A divine cast in an equally divine production
23 August 2011 | by (United Kingdom) – See all my reviews

All my life I have loved opera. La Boheme has always been one of my all-time favourites, having grown up with the 1988 production with Freni and Pavarotti, and is my second favourite Puccini opera after Tosca. Other productions I love are the 1965 with Freni and Gianni Raimondi, the 1982 Met production with Stratas and Carreras, the 1980 one with Te Kanawa and Domingo and the 1982 one with Cotrubas and Shicoff. For recordings, my favourites are the 1974 one with Caballe and Domingo and the one with Freni, Pavarotti and Panerai.

This 1977 Met production is yet another one of my favourite productions of this amazing opera. For the opera itself, there are many reasons as to why I love it. One is the heartfelt story. Two are the characters, these are characters with heart and you care for them. Three is Marcello and Musetta's love/hate relationship, which is very entertaining. Four is the amusing moment where the characters in act 2 are shocked by the expensive bill. Finally, the music is just sublime, not just Che Gelida Manina, but also Si Mi Chiamano Mimi, O Suave Fanciulla, Quando M'en Vo, Donde Lieta Uschi, the act 3 quartet, In Un Coupe...O Mimi Tu Non Piu Torni and the finale.

This amazing music is beautifully performed by the orchestra with a reliable chorus. James Levine's conducting is excellent, I have often heard criticisms that he plods and rushes, but I don't think that's the case here. You can always tell he loves his job and that is evident here, especially in O Mimi Tu Non Piu Torni which is very affecting.

The performances from a divine cast are just brilliant. Starting with Renata Scotto, who is just stunning as Mimi. I personally prefer her performance here than as Musetta in the 1982 Met performance, she was very good then if a little shrill. Mimi is I think suited more to her voice. As for her singing, it is as always beautiful and expressive, her Si Mi Chiamano Mimi is just glorious, and her acting especially in Donde Lieta Uschi and the finale to act 4 is outstanding.

She has a perfect Rodolfo in the name of Luciano Pavarotti. Pavarotti is not my favourite of all tenors, but he is one I like and respect very much. He has often been criticised for his acting(or lack of it), and I can understand as his acting is stand-and-deliver sort of quality. However in one of his best roles, he more than makes up for it with his unique, effortless voice(his high C is disappointing but the recovery was great) and appealing personality and smile. Acting-wise here, I actually find him very touching, his chemistry with Scotto even more so and his despair at Mimi's death sounds genuine. Plus with the search of the key moment, he manages to be quite mobile and makes the most of that moment, and his facial expressions speak volumes.

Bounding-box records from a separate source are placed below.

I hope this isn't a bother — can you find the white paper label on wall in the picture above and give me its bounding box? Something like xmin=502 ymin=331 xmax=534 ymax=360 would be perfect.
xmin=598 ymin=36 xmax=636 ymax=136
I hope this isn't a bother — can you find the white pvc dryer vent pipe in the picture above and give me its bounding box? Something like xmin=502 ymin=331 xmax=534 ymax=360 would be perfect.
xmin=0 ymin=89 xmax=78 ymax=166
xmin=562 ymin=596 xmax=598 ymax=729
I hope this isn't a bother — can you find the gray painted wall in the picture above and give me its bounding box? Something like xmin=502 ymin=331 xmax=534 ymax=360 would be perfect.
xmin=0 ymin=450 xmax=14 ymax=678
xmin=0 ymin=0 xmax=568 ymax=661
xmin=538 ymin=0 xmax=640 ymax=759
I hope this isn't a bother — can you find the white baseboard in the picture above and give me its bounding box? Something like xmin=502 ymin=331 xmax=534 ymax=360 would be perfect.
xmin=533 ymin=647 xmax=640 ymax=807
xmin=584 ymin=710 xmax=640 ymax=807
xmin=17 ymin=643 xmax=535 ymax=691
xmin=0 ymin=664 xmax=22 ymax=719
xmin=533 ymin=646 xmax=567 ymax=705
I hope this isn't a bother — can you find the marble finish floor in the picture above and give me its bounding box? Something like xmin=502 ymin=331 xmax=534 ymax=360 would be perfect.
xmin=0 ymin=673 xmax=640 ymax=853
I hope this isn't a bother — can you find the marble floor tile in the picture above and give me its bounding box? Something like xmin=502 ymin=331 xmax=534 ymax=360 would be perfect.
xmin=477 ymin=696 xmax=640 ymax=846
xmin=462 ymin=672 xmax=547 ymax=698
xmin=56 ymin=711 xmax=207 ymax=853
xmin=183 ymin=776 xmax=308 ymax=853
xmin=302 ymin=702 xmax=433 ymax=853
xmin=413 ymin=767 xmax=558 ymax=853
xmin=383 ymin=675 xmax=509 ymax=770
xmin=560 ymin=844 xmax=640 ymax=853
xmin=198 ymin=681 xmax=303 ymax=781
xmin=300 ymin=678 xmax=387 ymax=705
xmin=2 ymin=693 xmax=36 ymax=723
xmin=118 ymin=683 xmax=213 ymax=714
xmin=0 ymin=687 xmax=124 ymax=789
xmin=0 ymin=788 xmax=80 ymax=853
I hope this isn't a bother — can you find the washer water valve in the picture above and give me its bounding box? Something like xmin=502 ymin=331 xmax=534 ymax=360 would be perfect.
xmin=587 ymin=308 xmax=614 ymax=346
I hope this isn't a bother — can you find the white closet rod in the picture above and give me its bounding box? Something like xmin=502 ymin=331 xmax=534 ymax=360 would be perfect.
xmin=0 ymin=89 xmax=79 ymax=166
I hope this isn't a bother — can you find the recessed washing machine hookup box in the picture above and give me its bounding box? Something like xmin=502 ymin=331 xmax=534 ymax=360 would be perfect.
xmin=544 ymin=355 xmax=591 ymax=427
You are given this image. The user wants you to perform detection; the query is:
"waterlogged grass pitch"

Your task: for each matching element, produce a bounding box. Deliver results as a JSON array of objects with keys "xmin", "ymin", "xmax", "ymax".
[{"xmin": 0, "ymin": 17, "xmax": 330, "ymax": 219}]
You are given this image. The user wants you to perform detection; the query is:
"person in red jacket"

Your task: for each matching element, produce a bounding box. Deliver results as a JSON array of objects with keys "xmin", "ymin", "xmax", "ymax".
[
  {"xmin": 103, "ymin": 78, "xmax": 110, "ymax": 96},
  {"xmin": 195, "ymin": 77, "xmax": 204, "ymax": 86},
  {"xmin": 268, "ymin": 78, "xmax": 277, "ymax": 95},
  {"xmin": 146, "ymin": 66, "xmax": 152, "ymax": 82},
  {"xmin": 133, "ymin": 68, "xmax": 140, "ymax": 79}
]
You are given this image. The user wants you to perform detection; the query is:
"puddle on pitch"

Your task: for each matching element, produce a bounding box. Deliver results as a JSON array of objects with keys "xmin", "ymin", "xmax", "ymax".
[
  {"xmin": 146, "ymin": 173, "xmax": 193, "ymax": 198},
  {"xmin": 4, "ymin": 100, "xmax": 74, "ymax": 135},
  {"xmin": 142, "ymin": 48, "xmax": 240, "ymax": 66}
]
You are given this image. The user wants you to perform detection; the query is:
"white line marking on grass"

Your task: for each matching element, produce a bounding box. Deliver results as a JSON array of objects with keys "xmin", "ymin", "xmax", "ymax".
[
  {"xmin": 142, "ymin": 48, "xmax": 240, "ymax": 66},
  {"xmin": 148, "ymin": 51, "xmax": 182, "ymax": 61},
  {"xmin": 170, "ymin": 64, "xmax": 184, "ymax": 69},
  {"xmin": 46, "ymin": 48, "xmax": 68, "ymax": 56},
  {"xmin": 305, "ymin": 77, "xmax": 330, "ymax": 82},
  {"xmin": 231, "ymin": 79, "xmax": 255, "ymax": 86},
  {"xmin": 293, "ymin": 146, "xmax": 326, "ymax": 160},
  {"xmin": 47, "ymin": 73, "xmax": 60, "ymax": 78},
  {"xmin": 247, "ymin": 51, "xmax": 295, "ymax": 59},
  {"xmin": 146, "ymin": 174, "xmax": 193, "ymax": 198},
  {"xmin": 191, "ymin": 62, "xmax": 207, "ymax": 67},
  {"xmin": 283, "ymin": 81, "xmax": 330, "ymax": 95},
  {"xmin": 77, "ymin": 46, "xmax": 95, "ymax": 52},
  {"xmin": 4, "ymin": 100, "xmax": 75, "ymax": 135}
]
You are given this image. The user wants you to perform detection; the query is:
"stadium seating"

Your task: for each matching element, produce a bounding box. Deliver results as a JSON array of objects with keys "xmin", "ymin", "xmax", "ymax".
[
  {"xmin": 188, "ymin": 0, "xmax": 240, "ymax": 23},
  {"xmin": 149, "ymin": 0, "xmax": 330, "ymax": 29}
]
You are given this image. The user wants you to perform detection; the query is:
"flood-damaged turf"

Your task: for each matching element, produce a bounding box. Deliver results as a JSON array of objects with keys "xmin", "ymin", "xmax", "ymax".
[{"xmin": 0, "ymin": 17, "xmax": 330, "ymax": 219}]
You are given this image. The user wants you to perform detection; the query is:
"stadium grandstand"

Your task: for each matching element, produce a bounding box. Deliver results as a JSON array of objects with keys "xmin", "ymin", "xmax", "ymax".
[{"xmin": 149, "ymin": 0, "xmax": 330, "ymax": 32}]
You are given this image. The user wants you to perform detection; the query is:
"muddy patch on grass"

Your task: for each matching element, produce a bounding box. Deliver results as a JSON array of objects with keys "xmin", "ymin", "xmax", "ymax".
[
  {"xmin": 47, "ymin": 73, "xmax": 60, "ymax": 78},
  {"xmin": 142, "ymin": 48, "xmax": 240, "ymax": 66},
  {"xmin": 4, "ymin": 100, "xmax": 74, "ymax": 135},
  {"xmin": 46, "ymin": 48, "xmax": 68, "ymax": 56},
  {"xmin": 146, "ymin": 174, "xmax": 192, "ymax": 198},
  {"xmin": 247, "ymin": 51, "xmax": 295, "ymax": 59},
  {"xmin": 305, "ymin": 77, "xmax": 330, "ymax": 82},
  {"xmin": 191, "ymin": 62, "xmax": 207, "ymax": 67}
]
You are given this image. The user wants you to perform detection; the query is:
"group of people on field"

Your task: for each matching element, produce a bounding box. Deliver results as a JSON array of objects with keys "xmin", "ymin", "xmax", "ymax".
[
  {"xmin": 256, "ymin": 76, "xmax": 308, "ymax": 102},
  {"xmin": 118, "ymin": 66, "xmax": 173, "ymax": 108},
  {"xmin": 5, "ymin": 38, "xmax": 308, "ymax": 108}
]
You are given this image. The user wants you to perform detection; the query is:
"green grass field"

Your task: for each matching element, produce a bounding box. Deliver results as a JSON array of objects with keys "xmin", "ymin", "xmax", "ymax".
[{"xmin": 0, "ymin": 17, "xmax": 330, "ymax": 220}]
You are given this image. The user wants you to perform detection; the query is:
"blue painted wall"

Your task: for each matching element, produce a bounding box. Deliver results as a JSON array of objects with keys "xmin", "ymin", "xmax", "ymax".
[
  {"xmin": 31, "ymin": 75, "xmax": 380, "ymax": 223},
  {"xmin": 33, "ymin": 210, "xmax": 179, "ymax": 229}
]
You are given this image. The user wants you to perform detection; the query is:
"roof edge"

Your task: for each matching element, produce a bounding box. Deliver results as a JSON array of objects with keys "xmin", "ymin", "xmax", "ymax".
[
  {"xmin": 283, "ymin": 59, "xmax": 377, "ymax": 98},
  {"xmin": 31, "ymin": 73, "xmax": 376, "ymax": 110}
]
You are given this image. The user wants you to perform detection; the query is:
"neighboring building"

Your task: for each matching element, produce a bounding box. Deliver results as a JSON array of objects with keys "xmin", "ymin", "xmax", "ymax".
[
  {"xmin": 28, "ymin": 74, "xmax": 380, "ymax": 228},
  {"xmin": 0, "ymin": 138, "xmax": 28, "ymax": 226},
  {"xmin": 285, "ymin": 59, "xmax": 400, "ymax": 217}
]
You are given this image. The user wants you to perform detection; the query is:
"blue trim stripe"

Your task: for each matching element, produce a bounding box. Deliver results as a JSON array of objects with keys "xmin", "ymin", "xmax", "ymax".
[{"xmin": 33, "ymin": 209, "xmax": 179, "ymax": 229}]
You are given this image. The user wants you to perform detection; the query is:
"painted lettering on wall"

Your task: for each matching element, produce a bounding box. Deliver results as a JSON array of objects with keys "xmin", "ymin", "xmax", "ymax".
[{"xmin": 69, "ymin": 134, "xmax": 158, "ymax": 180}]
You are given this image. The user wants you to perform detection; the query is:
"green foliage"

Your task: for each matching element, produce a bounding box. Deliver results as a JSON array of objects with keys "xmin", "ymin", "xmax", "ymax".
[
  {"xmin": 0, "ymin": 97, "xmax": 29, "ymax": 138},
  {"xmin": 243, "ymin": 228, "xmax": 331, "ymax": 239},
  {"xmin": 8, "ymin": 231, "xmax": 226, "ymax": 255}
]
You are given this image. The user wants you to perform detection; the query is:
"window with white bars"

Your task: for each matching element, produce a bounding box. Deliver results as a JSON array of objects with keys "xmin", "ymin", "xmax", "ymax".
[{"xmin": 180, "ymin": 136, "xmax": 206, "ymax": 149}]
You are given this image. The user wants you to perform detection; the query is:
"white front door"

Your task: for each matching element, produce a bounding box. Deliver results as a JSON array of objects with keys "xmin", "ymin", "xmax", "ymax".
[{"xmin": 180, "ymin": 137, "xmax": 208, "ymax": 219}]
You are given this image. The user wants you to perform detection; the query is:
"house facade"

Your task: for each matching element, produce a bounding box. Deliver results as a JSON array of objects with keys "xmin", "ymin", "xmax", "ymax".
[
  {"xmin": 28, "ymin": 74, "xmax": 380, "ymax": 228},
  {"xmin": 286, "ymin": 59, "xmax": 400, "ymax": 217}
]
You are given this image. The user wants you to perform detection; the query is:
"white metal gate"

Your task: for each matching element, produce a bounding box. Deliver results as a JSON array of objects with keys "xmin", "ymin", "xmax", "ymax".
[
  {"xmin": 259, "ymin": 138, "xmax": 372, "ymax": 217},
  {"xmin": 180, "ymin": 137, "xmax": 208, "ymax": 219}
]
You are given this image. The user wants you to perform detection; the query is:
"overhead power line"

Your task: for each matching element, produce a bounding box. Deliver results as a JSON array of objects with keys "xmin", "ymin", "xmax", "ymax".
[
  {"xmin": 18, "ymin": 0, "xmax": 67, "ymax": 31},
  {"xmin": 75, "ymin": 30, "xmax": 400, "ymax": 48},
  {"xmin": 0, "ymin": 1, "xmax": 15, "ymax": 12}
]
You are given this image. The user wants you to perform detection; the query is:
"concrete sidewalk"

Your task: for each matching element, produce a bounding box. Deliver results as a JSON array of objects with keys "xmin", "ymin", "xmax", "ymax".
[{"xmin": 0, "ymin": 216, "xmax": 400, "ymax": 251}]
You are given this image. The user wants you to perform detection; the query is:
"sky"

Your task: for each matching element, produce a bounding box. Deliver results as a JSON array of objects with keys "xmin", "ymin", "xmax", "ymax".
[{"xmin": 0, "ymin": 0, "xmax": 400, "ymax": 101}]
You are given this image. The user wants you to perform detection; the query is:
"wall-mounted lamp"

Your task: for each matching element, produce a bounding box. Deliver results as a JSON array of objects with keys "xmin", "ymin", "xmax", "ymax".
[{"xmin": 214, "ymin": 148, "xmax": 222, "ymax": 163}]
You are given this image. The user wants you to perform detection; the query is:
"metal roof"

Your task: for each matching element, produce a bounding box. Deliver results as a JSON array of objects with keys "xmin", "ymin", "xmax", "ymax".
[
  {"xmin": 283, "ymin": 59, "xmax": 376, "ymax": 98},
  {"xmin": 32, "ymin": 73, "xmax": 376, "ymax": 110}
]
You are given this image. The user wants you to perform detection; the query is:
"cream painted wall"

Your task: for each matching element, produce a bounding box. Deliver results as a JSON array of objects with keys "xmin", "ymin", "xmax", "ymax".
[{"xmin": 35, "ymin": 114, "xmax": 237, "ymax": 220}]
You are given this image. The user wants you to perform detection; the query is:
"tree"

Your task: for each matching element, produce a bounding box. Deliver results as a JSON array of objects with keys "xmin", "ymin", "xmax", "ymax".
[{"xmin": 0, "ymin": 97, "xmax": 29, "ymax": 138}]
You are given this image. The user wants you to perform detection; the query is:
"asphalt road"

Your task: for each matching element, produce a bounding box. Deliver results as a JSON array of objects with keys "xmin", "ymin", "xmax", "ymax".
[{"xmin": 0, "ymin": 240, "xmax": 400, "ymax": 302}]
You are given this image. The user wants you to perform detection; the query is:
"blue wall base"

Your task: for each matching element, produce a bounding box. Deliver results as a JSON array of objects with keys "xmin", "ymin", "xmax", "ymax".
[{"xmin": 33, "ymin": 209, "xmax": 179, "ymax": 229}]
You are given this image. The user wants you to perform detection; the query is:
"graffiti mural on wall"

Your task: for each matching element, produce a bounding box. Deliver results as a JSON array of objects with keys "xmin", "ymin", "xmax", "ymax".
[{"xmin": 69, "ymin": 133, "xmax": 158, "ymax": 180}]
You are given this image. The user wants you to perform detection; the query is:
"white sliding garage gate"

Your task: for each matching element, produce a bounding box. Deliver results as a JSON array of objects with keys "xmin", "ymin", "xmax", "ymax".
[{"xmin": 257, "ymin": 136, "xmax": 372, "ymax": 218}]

Ingvar Wixell as Marcello also impresses. I can also understand where people are coming from when they say they are not a fan of his voice, while I wouldn't call it small it does have a dry tone that mayn't appeal to all. I personally don't mind this sound especially when Wixell uses a good technique and dramatic skill. Even if I didn't like his voice, but I do, I cannot deny his acting is extraordinary(particularly as Rigoletto and Scarpia). His Marcello is very powerful and what I also like about Wixell is how well he blends with Pavarotti in O Mimi Tu Non Piu Torni and the sense of joy I felt watching him and Niska interact.

Which brings me to Maralin Niska. Niska is a joy to behold, seductive and over-bearing to start with yet humble in the fourth act, Niska shows these traits perfectly and shows a flexible voice without being too shrill on the high notes. Her interaction with Wixell is just a joy, and her Quando M'en Vo is wonderfully sung and delightfully flirtatious.

Allan Monk is a richly voiced and memorable Schunard, and Paul Plishka, a bass I have always liked but sadly underrated, is outstanding as Colline, I just love his sonorous voice and hearty acting. Benoit, Alcindoro and Parpignol are performed with no major problems.

On a technical level this La Boheme succeeds. The costumes are effective while not too fluttery or drab and the sets are traditional and have a sense of authenticity. The garret setting actually looks cold, something that the 1988 or 1965 productions-as much as I love them-didn't quite accomplish. Picture quality could've done with more sharpness but is a vast majority of the time good. The sound is more problematic, you hear everything fine but particularly in act 2 there is this annoying slipping in and out sort of sound quality. Thankfully in acts 3 and 4 it is nowhere near as distracting.